Toutefois, cette tendance n’est pas unique aux fonds distincts, ajoute Mme Poulin. « On la remarque dans le marché des fonds en général. Avec la venue de la divulgation des frais aux clients avec l’entrée en vigueur de la deuxième phase du Modèle de relation client-conseiller (MRCC2) et du MRCC3, c’est un sujet un peu plus sensible qui explique ce que l’on observe. » « Les réductions des frais dans plusieurs produits d’investissement sont le résultat d’une pression qu’ils ont subi en raison de la concurrence dans le marché », renchérit Mme Salvadore.

Pour Gino Savard, président du cabinet MICA Services financiers, ce mouvement de la part des assureurs témoigne d’une volonté de porter les frais des fonds distincts au même niveau que ceux des fonds communs. « L’écart de frais entre les fonds communs et les fonds distincts ne cessent de s’amenuiser. Les assureurs sortent de nouvelles solutions de portefeuille en fonds distincts qui offrent des frais de gestion comparable à ceux des fonds communs. »

Par contre, Marie-Claude Poulin n’ose pas justifier la décision d’iA sur la seule base de cette volonté. « Chez nous, c’est l’intérêt de demeurer concurrentiel avant tout qui nous a amenés à prendre cette décision. »

L’arrivée des fonds négociés en bourse (FNB) a aussi contribué au lancement de la tendance de réduction de frais, en plus des efforts de divulgation. « Les fonds distincts ont leurs caractéristiques et leurs avantages qui leur sont propres. Ceux-ci ont un cout. Les assureurs se sont rendu compte que les frais étaient un peu trop élevés par rapport à d’autres produits. Pour les portefeuilles à revenus fixes, en raison des faibles taux d’intérêt et en tenant compte du frais de gestion et de la rémunération du conseiller, il ne restait plus grand-chose à l’investisseur. Le ratio entre les frais et le bénéfice n’était pas avantageux pour le client », explique Francis Sabourin, directeur, gestion de patrimoine et gestionnaire de portefeuille chez Sabourin Deraspe Gestion de patrimoine.

Si pour certains, les frais élevés les ont rebutés à explorer le marché des fonds distincts, plusieurs investisseurs n’en connaissent pas même l’existence.
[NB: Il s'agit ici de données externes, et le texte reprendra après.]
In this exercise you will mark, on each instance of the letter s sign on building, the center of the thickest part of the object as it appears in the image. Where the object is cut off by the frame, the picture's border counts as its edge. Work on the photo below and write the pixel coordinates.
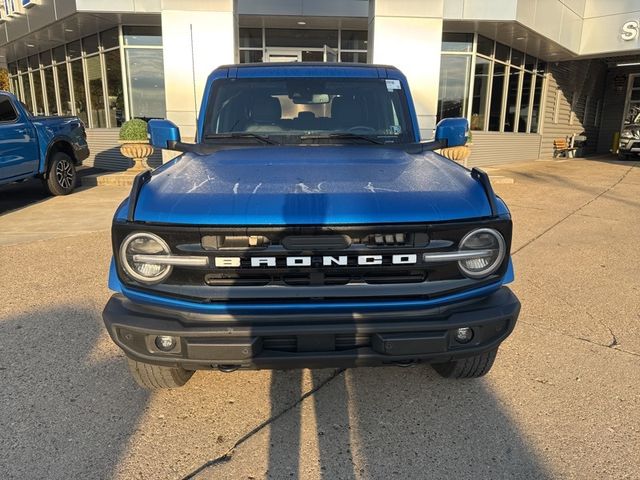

Un sondage mené par RBC Assurance au début de l’année révèle que, des 87 % des Canadiens âgés de 55 ans et plus qui souhaiteraient avoir un produit de placement offrant des garanties sur le capital, 60 % ne connaissaient pas les fonds distincts. De plus, seulement 17 % des répondants ont dit considérer les fonds distincts dans le cadre de leur plan de retraite. Qui plus est, 33 % d’entre eux ont affirmé ne pas voir d’inconvénients à ce que les frais soient plus élevés.

Éduquer les clients

Face à ce constat, Marie-Claude Poulin affirme qu’il relève de la responsabilité du conseiller d’en parler aux clients. « La solution est que le conseiller financier éduque ses clients. Pour eux, les fonds communs, les fonds distincts, la garantie de 75 % du capital, c’est du chinois. Le conseiller doit les aider à atteindre leurs objectifs financiers. Les fonds distincts sont une excellente alternative pour les clients qui veulent être prudents, grâce aux garanties. Elles ont un cout. En amenant trop le discours sur les frais, on oublie la valeur qu’apportent les conseillers. Ça peut rebuter certains clients à opter pour les fonds distincts dans leur stratégie d’épargne. »

Francis Sabourin avance que le fait qu’ils soient distribués uniquement par des conseillers en sécurité financière certifiés contribue à la méconnaissance du public. « Si les fonds distincts étaient aussi vendus par des conseillers avec la même certification que pour ceux qui vendent des fonds communs, ça pourrait être plus connu. »

Gino Savard concède que les fonds distincts ne sont pas suffisamment utilisés. Chez MICA services financiers, ceux-ci ne comptent que pour 10 % des nouvelles ventes, les 90 % restants étant consacrés aux fonds communs.